Green Left Weekly hosted a screening in Perth of the film Kurdistan: Women at War on March 9 to celebrate International Women’s Day. The film, directed by Mylene Sauloy, follows the historical development of the Women’s Protection Units (YPJ) and other similar groups defending and transforming their communities across Northern Syria.
Since the beginning of the civil war in Syria, when conflict created a vacuum of political power, people in the predominantly Kurdish north of the country have initiated a social revolution that has resulted in women playing a central role in new democratic and inclusive methods of community organising.
Women co-chair every school, workplace and government structure, while the different ethnic and religious communities now also enjoy equal social status and representation. Participatory decision making and concern for the environment are also key pillars of the new society being created in the midst of a war zone.
Almost immediately, this experiment came under fierce attack, first by Islamic State and now by Turkey and its jihadist allies inside Syria. The heroic defence of the town of Kobane in 2014–15 caught the attention of the world. The YPJ and the People's Protection Units (YPG) were in the front line and succeeded in stopping the advance of Islamic State, an advance Turkey and other regional powers actually encouraged and facilitated materially.
The Turkish state, which for decades has sought to eradicate Kurdish political and cultural aspirations within Turkey, sees this organic revolution on its doorstep as a direct challenge to its hegemonic nationalist aims within Turkey and its ability to control events in the region.
With the failure of Islamic State to overwhelm the resistance at Kobane, Turkey, the second largest army in NATO, has now launched a frontal attack on Afrin, a canton within the Democratic Federation of Northern Syria. This canton, geographically isolated from the rest of the DFNS and home to many thousands of refugees from other areas of Syria, is seen by the Turkish regime as an easy target.
Such is the danger of Afrin being overrun by the Turkish army and jihadists that the Kurdish community in Perth and supporters held the film screening for IWD with the aim of building local solidarity. The event was a great success.
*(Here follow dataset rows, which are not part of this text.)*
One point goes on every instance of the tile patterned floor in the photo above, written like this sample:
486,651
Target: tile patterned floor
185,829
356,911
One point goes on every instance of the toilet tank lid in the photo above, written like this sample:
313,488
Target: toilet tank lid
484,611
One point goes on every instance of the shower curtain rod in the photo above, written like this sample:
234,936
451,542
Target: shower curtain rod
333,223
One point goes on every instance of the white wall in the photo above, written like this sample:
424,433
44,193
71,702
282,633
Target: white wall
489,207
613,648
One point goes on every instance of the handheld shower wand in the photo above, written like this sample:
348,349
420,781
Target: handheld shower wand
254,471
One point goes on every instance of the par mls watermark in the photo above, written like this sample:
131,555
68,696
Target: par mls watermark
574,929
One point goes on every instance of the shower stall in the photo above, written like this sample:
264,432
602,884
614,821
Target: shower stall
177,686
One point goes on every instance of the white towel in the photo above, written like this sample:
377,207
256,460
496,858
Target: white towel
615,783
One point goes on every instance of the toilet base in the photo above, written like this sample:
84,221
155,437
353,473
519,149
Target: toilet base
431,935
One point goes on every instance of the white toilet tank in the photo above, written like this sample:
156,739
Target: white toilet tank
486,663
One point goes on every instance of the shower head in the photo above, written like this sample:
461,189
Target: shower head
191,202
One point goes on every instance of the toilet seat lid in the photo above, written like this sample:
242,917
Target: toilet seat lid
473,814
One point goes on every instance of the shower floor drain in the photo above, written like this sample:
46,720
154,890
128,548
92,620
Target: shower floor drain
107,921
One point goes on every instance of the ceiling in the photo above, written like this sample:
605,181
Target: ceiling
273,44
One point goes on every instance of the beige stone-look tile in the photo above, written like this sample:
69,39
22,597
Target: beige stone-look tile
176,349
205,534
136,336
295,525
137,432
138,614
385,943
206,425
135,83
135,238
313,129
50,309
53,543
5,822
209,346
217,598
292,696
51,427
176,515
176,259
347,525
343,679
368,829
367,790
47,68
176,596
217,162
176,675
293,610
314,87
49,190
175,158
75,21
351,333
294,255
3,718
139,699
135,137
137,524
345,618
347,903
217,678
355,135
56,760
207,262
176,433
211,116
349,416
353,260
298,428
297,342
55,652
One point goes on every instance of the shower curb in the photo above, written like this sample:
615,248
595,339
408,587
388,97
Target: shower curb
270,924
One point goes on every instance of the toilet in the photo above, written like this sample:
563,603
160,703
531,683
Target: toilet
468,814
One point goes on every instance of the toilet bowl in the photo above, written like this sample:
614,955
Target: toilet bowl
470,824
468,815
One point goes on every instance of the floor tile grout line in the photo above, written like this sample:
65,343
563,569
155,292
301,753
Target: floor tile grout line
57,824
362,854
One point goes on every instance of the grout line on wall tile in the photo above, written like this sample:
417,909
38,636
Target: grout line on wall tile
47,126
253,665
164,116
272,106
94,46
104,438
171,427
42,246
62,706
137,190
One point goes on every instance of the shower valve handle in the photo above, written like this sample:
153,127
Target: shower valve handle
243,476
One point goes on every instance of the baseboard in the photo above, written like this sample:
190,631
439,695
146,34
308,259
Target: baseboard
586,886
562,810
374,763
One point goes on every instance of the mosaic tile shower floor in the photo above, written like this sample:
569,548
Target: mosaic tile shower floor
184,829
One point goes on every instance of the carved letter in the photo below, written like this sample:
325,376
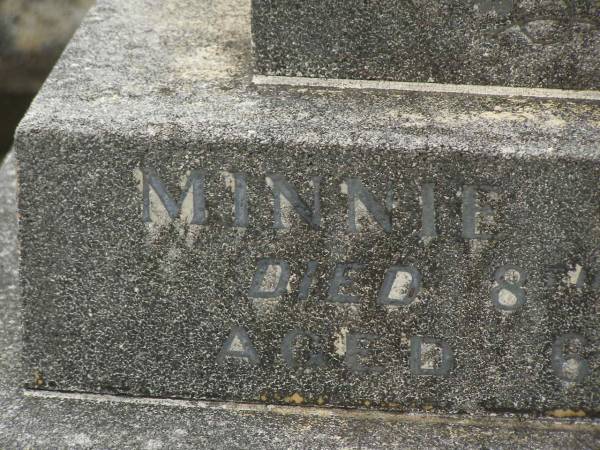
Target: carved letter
297,349
430,356
472,212
428,229
238,346
361,201
286,199
569,365
156,199
357,349
307,280
400,286
270,280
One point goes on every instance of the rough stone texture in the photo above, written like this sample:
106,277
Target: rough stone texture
116,305
109,422
538,43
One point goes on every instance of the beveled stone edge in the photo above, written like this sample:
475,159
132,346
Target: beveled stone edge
382,85
549,423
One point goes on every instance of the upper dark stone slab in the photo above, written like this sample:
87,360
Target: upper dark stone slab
539,43
184,233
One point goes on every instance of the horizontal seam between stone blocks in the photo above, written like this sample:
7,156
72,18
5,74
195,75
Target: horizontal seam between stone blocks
497,91
324,412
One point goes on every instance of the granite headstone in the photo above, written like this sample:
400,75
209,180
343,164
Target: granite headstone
538,43
184,233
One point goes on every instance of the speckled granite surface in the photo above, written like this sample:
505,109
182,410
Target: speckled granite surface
447,262
81,422
537,43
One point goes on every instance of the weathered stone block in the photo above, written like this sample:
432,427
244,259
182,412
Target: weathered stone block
551,43
187,234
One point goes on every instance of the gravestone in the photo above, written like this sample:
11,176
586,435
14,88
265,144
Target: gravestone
539,43
185,233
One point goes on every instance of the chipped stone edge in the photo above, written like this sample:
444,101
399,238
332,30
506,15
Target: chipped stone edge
504,421
498,91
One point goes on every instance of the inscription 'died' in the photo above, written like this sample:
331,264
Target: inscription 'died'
401,283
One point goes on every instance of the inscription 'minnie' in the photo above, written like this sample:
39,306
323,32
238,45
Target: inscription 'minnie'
362,205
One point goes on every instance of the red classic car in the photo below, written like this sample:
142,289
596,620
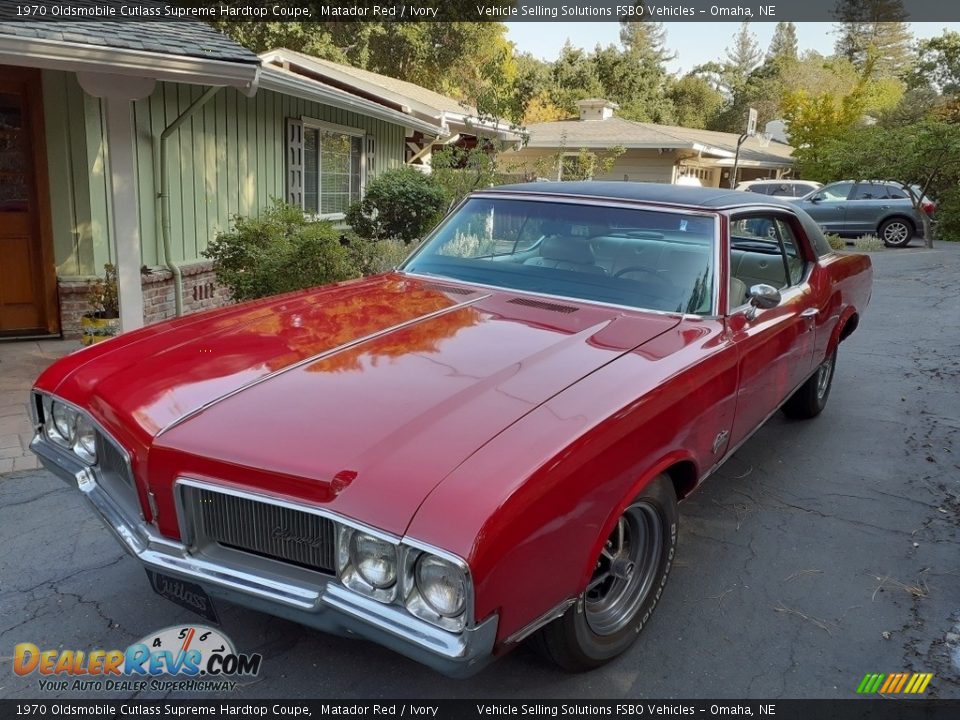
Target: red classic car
487,444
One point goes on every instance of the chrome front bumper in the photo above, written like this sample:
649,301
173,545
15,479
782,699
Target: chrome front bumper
324,603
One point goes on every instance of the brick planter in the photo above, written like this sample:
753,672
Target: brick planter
200,292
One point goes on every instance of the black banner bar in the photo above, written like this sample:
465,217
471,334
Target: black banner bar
473,10
887,708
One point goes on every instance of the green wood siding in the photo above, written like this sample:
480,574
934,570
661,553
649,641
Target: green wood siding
227,159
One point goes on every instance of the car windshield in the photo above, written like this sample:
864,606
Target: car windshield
646,259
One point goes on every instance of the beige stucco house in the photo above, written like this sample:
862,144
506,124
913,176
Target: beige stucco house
652,153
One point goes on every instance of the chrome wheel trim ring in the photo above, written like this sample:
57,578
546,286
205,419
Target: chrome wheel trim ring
626,570
896,232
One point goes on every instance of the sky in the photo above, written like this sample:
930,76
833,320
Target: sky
694,42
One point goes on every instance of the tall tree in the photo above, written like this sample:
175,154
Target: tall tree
874,30
783,46
647,40
938,64
742,57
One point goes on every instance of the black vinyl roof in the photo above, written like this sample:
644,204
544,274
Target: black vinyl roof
712,198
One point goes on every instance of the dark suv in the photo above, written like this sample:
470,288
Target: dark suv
867,207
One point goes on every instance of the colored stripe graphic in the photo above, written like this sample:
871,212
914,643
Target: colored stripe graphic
894,683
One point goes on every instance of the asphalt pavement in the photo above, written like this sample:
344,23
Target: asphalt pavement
822,551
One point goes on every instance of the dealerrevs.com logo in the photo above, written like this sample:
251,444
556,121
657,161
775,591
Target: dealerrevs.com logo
183,658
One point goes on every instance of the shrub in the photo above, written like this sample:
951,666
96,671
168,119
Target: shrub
836,242
402,204
278,252
375,256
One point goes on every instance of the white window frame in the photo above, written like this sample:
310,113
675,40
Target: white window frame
322,125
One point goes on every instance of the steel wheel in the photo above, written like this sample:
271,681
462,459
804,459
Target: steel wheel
626,570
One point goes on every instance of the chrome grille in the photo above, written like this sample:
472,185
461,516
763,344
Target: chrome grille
261,528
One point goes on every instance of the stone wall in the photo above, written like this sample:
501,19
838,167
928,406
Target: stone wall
200,292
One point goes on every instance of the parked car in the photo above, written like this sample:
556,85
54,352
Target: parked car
485,445
868,207
780,188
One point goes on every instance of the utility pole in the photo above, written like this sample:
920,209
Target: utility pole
750,132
However, it was marred by the efforts of Turkish nationalists, waving flags, blaring music and calling families with children present terrorists, to disrupt the event and intimidate attendees. At one point, there was a genuine fear they would try to physically force themselves into the building. Doors were locked and the police called.
Local Kurdish community member Brin told the audience, "What you see here is incomparable to the violence people in Turkey and Syria are facing. In Afrin, every day people are killed, while in Turkey if you are a Kurd or you stand up, you face being beaten and jailed."
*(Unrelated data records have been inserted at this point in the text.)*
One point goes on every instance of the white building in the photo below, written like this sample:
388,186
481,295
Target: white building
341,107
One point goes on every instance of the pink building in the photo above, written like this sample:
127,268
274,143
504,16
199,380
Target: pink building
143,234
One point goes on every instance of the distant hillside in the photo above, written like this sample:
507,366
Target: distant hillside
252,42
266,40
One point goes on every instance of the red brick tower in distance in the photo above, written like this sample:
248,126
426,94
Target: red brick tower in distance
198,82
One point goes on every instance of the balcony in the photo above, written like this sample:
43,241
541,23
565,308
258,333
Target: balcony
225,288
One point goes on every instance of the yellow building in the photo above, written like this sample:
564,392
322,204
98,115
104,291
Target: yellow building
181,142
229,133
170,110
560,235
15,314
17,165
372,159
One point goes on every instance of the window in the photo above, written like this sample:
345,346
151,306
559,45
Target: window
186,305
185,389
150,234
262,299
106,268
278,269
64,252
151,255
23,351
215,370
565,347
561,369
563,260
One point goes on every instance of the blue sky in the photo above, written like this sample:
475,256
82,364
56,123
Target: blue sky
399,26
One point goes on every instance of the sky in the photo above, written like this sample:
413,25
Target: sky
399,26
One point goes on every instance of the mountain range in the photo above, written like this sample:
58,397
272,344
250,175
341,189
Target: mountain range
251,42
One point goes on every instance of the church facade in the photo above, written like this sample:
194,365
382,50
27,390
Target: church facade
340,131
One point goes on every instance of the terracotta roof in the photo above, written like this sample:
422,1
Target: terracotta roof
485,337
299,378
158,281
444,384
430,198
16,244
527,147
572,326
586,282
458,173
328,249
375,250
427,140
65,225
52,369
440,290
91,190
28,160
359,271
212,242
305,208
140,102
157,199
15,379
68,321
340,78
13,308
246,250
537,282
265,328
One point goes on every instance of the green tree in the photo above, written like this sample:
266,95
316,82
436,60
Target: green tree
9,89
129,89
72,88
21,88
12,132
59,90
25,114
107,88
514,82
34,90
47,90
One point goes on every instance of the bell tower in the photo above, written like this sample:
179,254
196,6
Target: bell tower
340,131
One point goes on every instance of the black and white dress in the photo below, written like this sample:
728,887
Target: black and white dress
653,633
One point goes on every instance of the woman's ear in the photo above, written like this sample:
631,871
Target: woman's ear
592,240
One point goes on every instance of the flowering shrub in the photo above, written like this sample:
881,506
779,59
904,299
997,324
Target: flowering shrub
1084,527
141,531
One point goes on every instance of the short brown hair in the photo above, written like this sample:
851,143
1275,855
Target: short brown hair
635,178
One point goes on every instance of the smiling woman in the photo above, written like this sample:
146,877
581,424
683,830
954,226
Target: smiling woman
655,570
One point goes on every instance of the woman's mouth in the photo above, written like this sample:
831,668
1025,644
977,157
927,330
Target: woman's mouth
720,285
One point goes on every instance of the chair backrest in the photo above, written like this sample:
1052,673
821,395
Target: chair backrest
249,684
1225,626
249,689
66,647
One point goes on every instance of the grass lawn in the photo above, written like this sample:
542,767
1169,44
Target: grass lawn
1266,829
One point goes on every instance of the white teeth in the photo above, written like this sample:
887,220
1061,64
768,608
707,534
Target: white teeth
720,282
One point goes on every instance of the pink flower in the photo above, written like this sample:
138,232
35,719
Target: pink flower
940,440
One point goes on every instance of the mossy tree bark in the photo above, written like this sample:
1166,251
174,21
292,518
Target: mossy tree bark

In its efforts to suppress the Kurds culturally and politically, Turkey has labelled the Kurdish Worker's Party (PKK) a terrorist organisation, and has successfully lobbied governments around the world, including its NATO partners and Australia, to do the same. This has been extended to the YPJ, with the recent dramatic incident when scores of German riot police entered a home to remove a YPJ flag from a window.
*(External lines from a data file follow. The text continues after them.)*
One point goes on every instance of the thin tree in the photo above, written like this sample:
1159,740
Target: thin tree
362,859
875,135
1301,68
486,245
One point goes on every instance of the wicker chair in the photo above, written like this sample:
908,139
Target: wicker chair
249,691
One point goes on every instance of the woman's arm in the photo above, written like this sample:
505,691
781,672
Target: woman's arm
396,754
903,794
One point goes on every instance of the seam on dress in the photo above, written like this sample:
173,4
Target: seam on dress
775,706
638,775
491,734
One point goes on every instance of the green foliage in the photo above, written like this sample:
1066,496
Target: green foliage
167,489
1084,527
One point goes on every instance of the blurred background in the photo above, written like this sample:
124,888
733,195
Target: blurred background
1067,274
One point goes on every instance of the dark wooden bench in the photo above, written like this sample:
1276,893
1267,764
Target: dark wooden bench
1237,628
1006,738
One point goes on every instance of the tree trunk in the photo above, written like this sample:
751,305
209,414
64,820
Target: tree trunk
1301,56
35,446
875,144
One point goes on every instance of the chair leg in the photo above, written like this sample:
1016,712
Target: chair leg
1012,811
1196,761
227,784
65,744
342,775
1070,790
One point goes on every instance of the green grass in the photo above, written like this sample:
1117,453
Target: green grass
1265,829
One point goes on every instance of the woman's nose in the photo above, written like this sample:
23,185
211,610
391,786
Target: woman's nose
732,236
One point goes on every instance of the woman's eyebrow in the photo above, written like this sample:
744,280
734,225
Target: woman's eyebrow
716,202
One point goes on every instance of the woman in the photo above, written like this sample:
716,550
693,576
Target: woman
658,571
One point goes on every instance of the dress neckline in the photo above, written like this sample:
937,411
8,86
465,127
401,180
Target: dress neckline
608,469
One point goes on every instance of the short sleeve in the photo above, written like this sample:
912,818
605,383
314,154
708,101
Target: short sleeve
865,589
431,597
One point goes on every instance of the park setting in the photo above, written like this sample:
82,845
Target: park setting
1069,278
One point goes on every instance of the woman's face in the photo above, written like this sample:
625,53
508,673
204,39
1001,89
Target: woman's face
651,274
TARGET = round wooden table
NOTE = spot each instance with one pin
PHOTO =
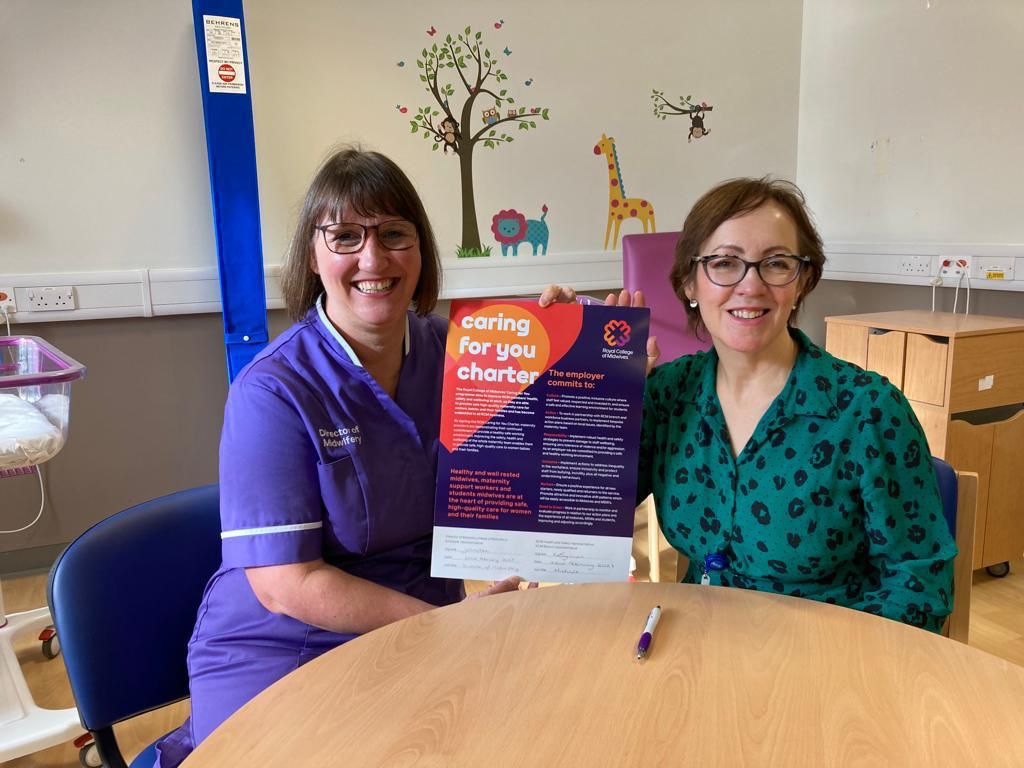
(550, 678)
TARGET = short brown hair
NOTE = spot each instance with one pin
(371, 184)
(732, 199)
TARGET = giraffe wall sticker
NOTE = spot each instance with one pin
(621, 207)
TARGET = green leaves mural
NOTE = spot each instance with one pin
(462, 68)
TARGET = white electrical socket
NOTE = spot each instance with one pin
(915, 265)
(954, 266)
(50, 298)
(7, 299)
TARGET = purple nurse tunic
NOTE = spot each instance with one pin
(315, 461)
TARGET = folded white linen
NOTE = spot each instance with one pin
(27, 435)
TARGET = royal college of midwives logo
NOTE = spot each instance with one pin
(616, 333)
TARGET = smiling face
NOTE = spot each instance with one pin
(750, 317)
(368, 292)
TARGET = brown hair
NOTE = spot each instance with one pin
(371, 184)
(732, 199)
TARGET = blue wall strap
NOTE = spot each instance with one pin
(230, 147)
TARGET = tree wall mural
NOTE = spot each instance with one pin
(470, 108)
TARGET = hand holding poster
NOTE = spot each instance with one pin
(540, 434)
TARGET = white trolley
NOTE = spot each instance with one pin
(35, 408)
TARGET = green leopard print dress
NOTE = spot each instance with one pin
(834, 498)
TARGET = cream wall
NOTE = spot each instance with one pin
(909, 120)
(120, 161)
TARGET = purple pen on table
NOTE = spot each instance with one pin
(648, 633)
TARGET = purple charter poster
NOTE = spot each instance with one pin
(540, 434)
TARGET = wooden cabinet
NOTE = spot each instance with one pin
(951, 368)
The irony is that Turkey, under its president Recep Tayyip Erdogan, is fast descending into a fascist state and has actively sponsored Islamic State. Yet it is able to foster a global ban on the YPJ, the frontline fighters against Islamic State terrorists.
The Australian government’s listing of the PKK as a terrorist organisation significantly effects the ability of left and democratic forces here to provide meaningful support to those desperately defending themselves and their revolution in Afrin.
This is why the national campaign here in Australia to have the PKK delisted as a terrorist group is so important, both for Afrin and the fight against fascism everywhere.